André Turmel, “Présentation. Culture, institution et savoir. Culture française d’Amérique.” (1997)
Texte intégral de l'article


Une édition électronique réalisée à partir de l'article de André Turmel, “Présentation. Culture, institution et savoir. Culture française d’Amérique.” (1997) Un article publié dans l'ouvrage sous la direction d’André Turmel, Culture, institution et savoir. Culture française d’Amérique, pp. x-xv. Québec: Les Presses de l’Université Laval, 1997, 230 pp. [Autorisation formelle réitérée par M. Turmel le 11 octobre 2005 et reconfirmée le 19 janvier 2006 de diffuser cet article.]
Texte de l'article

Cet ouvrage, issu du sixième séminaire de la CEFAN, visait au départ à amorcer dans un premier temps, puis à systématiser une réflexion générale sur la transformation de la culture en regard de la donne institutionnelle. Cette réflexion est conduite sous un double rapport : d'une part la culture comme mode d'intelligibilité du réel et du monde, à savoir des façons de comprendre, d'expliquer et de se situer dans le monde ; d'autre part l'institution, concept multiforme certes, mais aussi concept carrefour par excellence dans les sciences humaines, en tant qu'elle est essentielle à la durée et à la permanence des sociétés dans l'espace-temps. 

Cette double dimension recoupe un processus particulier de formation de la culture dite institutionnelle qu'on est peu porté à examiner lorsqu'il est question soit de savoir, soit de culture plus proprement dite. D'une manière générale, la culture est entendue soit en tant que représentation, comme construction du réel ; soit en tant que configuration sémiotique, comme ensemble de règles et de codes ; soit en tant que dynamique concrète, comme pratique sociale de l'expérience collective d'une société donnée. Selon la proposition principale mise de l'avant dans ce séminaire, l'institution est porteuse de culture et même davantage productrice de culture.
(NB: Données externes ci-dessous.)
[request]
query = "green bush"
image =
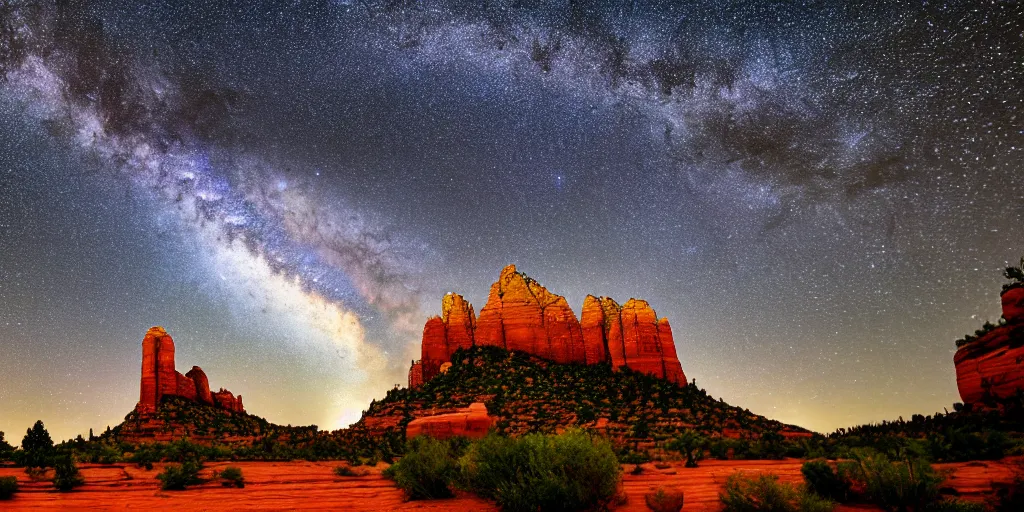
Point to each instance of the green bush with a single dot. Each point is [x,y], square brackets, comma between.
[37,448]
[428,470]
[231,477]
[663,501]
[8,485]
[898,484]
[825,481]
[690,444]
[66,474]
[765,494]
[1011,498]
[347,471]
[179,476]
[570,471]
[952,505]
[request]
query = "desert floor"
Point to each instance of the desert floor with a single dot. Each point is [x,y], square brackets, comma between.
[309,485]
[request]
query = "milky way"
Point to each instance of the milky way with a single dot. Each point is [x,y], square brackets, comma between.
[819,197]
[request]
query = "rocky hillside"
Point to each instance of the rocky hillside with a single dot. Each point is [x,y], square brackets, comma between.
[526,393]
[522,315]
[990,364]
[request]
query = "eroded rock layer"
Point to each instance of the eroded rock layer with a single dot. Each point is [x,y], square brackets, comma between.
[990,368]
[160,379]
[521,314]
[471,422]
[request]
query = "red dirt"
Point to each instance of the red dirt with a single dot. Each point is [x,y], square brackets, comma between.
[290,485]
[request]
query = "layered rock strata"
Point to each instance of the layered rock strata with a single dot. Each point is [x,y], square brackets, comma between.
[161,379]
[990,369]
[521,314]
[471,422]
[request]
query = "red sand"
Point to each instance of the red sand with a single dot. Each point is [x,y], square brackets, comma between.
[311,485]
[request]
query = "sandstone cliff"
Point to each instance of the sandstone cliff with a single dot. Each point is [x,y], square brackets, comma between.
[160,379]
[522,315]
[990,368]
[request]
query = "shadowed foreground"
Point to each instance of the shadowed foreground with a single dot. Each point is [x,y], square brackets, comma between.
[289,485]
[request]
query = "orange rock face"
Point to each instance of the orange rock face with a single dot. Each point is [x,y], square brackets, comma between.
[470,422]
[1013,304]
[991,368]
[160,379]
[521,314]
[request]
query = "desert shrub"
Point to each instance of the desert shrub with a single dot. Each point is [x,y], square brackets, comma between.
[347,471]
[179,476]
[5,449]
[428,470]
[825,481]
[765,494]
[37,448]
[66,474]
[1011,498]
[664,501]
[690,444]
[144,456]
[896,484]
[953,505]
[570,471]
[231,477]
[8,485]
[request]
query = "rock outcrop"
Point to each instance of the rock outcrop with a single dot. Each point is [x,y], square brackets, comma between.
[521,314]
[160,379]
[471,422]
[990,368]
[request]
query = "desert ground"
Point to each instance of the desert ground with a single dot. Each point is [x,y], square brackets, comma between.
[312,485]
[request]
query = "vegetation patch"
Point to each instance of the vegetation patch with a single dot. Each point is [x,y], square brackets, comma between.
[8,485]
[180,476]
[570,471]
[765,493]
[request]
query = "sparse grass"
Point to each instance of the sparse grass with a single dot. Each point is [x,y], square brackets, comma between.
[66,475]
[428,470]
[231,477]
[664,501]
[180,476]
[347,471]
[825,481]
[570,471]
[765,494]
[896,484]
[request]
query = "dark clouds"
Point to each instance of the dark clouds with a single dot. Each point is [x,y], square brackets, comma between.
[822,190]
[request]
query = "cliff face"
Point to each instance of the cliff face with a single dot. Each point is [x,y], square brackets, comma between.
[991,368]
[160,379]
[521,314]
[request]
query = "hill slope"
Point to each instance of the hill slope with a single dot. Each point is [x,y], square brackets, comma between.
[529,394]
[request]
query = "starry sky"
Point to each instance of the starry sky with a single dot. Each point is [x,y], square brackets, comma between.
[819,197]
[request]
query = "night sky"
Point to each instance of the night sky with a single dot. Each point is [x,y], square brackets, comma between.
[819,197]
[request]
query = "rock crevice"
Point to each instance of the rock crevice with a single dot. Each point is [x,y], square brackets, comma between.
[521,314]
[161,379]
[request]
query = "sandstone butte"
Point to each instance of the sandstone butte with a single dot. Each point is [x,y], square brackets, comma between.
[521,314]
[161,379]
[989,369]
[470,422]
Si tant est qu'on accepte de recevoir cette proposition, à savoir que l'institution est un véhicule privilégié de la culture dans une société, il faut y voir une clé pour la compréhension de la persistance des formes culturelles les plus établies et les plus durables de nos sociétés. 
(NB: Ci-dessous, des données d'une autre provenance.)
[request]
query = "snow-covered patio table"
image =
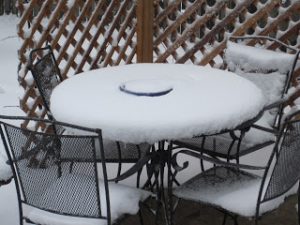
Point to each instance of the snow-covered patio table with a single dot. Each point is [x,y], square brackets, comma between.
[150,102]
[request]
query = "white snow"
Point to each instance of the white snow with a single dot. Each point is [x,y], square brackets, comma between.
[9,101]
[256,59]
[203,101]
[123,199]
[265,68]
[237,194]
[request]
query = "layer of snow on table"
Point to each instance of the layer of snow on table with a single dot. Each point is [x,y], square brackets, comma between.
[123,200]
[199,103]
[253,58]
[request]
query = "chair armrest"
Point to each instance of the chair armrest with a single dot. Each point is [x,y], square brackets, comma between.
[270,130]
[208,159]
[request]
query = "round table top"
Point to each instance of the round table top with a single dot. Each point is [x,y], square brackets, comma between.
[191,100]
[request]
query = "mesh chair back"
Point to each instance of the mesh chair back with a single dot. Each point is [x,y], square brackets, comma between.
[45,72]
[270,70]
[286,171]
[53,188]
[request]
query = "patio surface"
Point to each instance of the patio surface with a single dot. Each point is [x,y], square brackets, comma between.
[189,213]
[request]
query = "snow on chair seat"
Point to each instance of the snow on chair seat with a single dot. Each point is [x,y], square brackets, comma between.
[123,200]
[270,70]
[237,191]
[55,190]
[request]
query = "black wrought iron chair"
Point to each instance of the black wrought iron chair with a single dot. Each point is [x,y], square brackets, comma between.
[272,72]
[234,190]
[47,76]
[52,195]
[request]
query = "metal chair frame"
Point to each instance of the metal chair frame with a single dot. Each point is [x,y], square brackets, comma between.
[53,138]
[239,138]
[275,157]
[46,53]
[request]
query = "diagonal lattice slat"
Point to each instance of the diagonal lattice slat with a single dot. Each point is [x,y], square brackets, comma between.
[84,34]
[88,34]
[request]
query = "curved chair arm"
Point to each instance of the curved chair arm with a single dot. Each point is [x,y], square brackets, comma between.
[208,159]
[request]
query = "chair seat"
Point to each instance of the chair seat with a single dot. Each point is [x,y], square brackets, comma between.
[123,200]
[218,145]
[232,190]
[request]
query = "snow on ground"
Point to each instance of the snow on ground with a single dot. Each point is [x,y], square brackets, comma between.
[9,101]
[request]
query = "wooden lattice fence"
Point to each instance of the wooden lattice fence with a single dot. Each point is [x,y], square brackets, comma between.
[88,34]
[8,7]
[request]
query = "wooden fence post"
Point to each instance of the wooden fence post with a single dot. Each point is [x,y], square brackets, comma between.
[145,11]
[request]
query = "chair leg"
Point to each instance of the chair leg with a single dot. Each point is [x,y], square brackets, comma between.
[298,203]
[235,220]
[141,215]
[224,219]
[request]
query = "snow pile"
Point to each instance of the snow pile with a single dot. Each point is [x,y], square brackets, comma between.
[203,101]
[254,59]
[123,200]
[230,190]
[5,170]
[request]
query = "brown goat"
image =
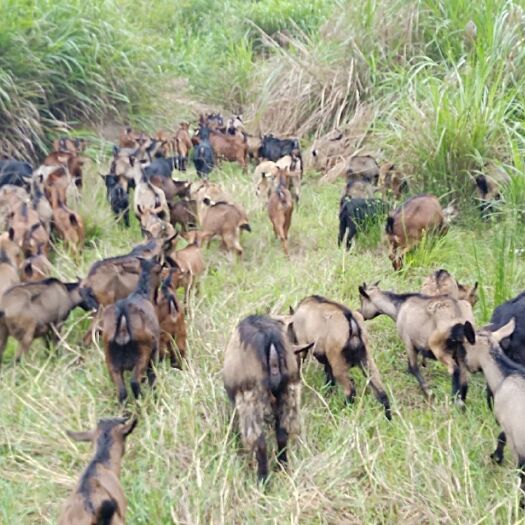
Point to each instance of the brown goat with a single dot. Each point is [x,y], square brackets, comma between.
[406,225]
[261,377]
[280,209]
[11,197]
[340,342]
[183,144]
[226,221]
[35,268]
[131,333]
[69,145]
[431,326]
[229,147]
[28,310]
[442,283]
[69,226]
[28,231]
[172,324]
[98,497]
Que le concept d'institution soit galvaudé, on en conviendra d'autant plus qu'il baigne dans une sorte de flou conceptuel qui en rend l'emploi quelque peu délicat, surtout dans un contexte interdisciplinaire où on admettra d'emblée qu'il est préférable d'éviter la confusion des genres. C'est sans doute pourquoi on assiste depuis une quinzaine d'années à un renouveau important du concept d'institution qui en propose une construction et une élaboration plus finement différenciées. 

Afin d'introduire brièvement la perspective analytique de l'institution, développée par ailleurs de façon plus élaborée dans le texte d'introduction, il paraît opportun de présenter quelques distinctions conceptuelles qui constituent autant d'étapes dans la construction de cet objet spécifique. Une première distinction s'impose qui consiste à départager l'usage courant, « doxique » en quelque sorte, d'une construction scientifique de l'institution. Voilà une notion qu'on trouve sans cesse dans l'opinion publique ; ainsi entend-on parler de façon récurrente, dans le discours médiatique, d'institution scolaire, d'institution hospitalière ou carcérale comme si ces termes allaient de soi, comme s'il y avait à leur égard un signifié partagé largement. 

J'avance que, dans ce cas, institution constitue un vague synonyme d'établissement entendu au sens de regroupement d'acteurs en une collectivité plus ou moins lâche autour de certains objectifs à poursuivre et certaines fonctions à assurer. Dans cette même veine, s'inscrivent, par exemple, les plaidoyers, parfois passionnés et emportés, à l'effet que l'université constitue une institution et non une organisation. Cet avatar de la pensée dichotomique a pour effet d'ériger en opposition cardinale insurmontable ce qui n'est qu'une construction spécifique d'une forme caractéristique de l'épaisseur du réel social. J'aurai l'occasion de revenir plus longuement sur cette question dans le texte introductif, ne serait-ce que pour préciser l'articulation entre institution, organisation, appareil et bureaucratie. 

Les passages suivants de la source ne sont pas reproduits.